Innym sposobem leczenia schorzeń alergicznych jest odczulanie, czyli stopniowe podawanie pacjentowi dawek alergenu, na który jest wrażliwy. Kurację rozpoczyna się od bardzo małych ilości, by stopniowo przechodzić do coraz większych. Metodę tę uważa się za jedną z najskuteczniejszych, ponieważ praktycznie w całości pozwala zawalczyć objawy alergii. Nie wszyscy jednak mogą zostać jej poddani. Jednym z przeciwwskazań jest wiek – dolna granica, która dopuszcza do zastosowania odczulania wynosi 5 lat. Wśród czynników wykluczających możliwość przeprowadzenia tego rodzaju terapii wymienia się także stwierdzenie choroby autoimmunologicznej, zaburzeń psychicznych czy nowotworu.

Tendencja wynikająca z danych statystycznych, uświadamia skalę problemu. W krajach uprzemysłowionych częstość występowania chorób alergicznych wzrasta od ponad 50 lat, a ilość uczuleń na co najmniej jeden z powszechnie występujących alergenów, wśród dzieci w wieku szkolnym, sięga aktualnie 40-50%. O ile w przypadku osób zmagających się już z reakcjami alergicznymi możemy mówić jedynie o sposobach leczenia oraz obniżaniu intensywności objawów choroby, tak w wypadku niemowląt istnieje możliwość zastosowania konkretnych działań profilaktycznych.

DHA – sposób na alergie

Dzięki rozwojowi współczesnej medycyny coraz częściej zamiast zmagania się ze skutkami choroby, mamy rzeczywistą szansę jej zapobiegania. Ma to także zastosowanie w prewencji schorzeń na tle alergicznym. Zgodnie z wynikami badań przeprowadzonych i opublikowanych w Journal of Pediatrics w Stanach Zjednoczonych, wprowadzenie do diety niemowląt DHA z alg (Life’s DHA) już od pierwszych dni życia, pozwala zmniejszyć ryzyko wystąpienia u dziecka alergii o 72%, astmy – 68%, natomiast atopowego zapalenia skóry, aż o 75%*** – podaje Agnieszka Pawłowska-Wypych.
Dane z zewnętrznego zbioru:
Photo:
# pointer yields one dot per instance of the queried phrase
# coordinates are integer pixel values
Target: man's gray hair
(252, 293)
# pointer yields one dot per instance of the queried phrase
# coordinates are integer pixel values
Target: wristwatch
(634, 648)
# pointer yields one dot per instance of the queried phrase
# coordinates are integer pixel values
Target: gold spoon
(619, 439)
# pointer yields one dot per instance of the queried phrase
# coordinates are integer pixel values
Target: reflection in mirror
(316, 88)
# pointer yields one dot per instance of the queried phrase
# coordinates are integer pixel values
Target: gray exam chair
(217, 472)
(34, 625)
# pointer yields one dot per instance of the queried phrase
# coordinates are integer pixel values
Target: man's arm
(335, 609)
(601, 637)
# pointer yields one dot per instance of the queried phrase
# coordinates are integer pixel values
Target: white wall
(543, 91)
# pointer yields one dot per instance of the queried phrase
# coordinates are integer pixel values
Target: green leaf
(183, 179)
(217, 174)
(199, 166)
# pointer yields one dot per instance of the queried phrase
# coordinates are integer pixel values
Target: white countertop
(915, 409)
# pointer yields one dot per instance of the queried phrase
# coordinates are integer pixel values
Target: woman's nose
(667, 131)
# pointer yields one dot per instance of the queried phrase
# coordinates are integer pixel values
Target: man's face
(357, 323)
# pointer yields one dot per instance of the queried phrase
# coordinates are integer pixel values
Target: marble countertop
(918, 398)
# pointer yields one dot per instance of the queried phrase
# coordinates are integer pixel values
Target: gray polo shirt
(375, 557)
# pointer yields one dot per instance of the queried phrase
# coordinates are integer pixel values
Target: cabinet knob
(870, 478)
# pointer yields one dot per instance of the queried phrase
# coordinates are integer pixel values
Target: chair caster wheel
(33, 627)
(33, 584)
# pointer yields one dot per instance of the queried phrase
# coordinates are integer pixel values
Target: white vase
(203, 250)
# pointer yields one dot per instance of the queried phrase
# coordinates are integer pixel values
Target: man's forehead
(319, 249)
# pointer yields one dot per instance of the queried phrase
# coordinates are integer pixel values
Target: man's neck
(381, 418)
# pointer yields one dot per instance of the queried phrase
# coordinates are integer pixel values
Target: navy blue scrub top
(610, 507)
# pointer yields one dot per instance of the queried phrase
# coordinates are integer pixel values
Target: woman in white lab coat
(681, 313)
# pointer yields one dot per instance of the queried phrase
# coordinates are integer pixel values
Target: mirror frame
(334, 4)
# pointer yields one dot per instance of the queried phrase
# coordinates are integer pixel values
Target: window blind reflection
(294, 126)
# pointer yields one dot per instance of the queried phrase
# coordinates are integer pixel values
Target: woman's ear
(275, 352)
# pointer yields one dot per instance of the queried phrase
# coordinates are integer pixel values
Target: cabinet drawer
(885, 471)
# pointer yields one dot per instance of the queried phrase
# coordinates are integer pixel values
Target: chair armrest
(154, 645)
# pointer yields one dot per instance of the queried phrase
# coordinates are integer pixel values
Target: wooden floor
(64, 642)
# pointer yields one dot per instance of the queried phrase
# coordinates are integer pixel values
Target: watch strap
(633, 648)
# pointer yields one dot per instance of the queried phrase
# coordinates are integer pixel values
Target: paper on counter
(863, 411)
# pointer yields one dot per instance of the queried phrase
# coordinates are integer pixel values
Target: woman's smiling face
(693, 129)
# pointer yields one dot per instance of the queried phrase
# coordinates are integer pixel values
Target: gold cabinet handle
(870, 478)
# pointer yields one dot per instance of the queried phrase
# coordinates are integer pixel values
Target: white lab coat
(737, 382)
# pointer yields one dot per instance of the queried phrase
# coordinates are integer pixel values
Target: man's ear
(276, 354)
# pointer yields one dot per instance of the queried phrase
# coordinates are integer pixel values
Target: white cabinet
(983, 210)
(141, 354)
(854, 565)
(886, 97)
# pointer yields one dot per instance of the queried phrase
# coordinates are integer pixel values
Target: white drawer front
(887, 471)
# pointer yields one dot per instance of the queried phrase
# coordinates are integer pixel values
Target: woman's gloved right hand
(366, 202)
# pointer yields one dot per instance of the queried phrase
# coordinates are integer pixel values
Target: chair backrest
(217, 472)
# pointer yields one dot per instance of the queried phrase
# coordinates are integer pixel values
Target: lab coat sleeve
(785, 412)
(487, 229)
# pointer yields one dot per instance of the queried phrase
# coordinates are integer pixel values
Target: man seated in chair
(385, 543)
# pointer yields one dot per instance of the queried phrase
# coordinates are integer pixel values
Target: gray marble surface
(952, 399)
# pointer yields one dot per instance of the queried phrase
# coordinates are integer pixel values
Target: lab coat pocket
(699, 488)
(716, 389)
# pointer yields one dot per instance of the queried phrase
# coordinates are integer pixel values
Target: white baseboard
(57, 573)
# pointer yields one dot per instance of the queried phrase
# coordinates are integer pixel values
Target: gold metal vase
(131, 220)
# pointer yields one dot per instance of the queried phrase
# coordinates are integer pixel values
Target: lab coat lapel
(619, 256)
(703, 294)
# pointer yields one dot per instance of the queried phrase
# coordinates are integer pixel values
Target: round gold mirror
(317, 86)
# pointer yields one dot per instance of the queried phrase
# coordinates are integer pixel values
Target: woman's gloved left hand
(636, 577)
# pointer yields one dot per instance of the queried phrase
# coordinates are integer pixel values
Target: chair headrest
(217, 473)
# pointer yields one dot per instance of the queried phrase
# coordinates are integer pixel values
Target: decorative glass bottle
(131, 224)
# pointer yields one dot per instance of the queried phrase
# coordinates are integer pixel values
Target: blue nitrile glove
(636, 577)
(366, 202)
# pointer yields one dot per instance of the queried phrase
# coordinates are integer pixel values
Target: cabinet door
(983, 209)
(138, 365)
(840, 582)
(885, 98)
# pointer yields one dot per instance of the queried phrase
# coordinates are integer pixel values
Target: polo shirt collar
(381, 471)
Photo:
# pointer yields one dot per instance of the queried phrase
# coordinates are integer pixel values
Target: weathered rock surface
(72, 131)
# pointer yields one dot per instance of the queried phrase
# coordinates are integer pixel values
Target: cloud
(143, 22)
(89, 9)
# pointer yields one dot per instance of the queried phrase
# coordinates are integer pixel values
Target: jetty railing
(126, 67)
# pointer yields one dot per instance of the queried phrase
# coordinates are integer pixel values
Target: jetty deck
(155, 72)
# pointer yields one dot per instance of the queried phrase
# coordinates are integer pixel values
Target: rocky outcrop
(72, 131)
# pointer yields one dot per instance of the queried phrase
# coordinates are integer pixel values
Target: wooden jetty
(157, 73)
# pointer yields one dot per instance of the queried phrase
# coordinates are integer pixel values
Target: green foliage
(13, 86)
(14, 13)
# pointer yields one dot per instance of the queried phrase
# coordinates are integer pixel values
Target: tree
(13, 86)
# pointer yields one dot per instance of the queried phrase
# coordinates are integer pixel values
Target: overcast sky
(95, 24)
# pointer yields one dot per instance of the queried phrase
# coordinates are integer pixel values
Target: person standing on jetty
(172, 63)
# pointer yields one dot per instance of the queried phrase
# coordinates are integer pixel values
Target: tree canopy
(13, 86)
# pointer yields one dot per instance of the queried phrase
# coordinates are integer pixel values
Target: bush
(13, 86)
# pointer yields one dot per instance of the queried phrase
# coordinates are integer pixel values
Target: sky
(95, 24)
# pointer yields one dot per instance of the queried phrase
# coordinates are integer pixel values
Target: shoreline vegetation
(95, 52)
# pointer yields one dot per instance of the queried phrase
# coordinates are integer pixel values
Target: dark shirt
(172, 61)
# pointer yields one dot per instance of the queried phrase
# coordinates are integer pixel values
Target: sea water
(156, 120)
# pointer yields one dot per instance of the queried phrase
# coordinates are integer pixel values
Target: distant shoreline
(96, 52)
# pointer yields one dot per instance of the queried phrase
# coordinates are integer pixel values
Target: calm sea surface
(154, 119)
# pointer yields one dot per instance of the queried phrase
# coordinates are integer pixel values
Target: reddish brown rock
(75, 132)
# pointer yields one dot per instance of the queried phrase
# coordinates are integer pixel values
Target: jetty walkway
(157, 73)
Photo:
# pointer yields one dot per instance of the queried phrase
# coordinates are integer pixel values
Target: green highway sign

Informacja ta jest szczególnie ważna dla przyszłych mam i kobiet karmiących. Poprzez odpowiednio zbilansowaną dietę oraz suplementację DHA (Life’s DHA) zarówno w czasie ciąży, jak i podczas karmienia piersią, mogą nie tylko znacznie poprawić parametry rozwoju dziecka w przyszłości, ale także zapobiec wielu powikłaniom związanym z infekcjami układu oddechowego – dodaje.

Edukacja na wagę zdrowia

Mimo, że reakcje uczuleniowe uznawane są za chorobę cywilizacyjną, dzięki odpowiedniej profilaktyce, a także edukacji społeczeństwa na temat powstawania alergenów, czynników je wywołujących oraz sposobów ich zapobiegania, możemy znacznie poprawić jakoś naszego życia. W przy­padku tak dużego ryzyka zachorowalności na aler­gię są to infor­ma­cje na wagę zdro­wia lub choroby. Jest to szczególnie ważne na drodze kształtowania zdrowego rozwoju przyszłych pokoleń, które dzięki świadomości rodziców, jak alergii skutecznie zapobiegać – będą mogły cieszyć się pełnią zdrowia, daleką od zaczerwienionych oczu, kataru siennego, astmy, czy problemów skórnych.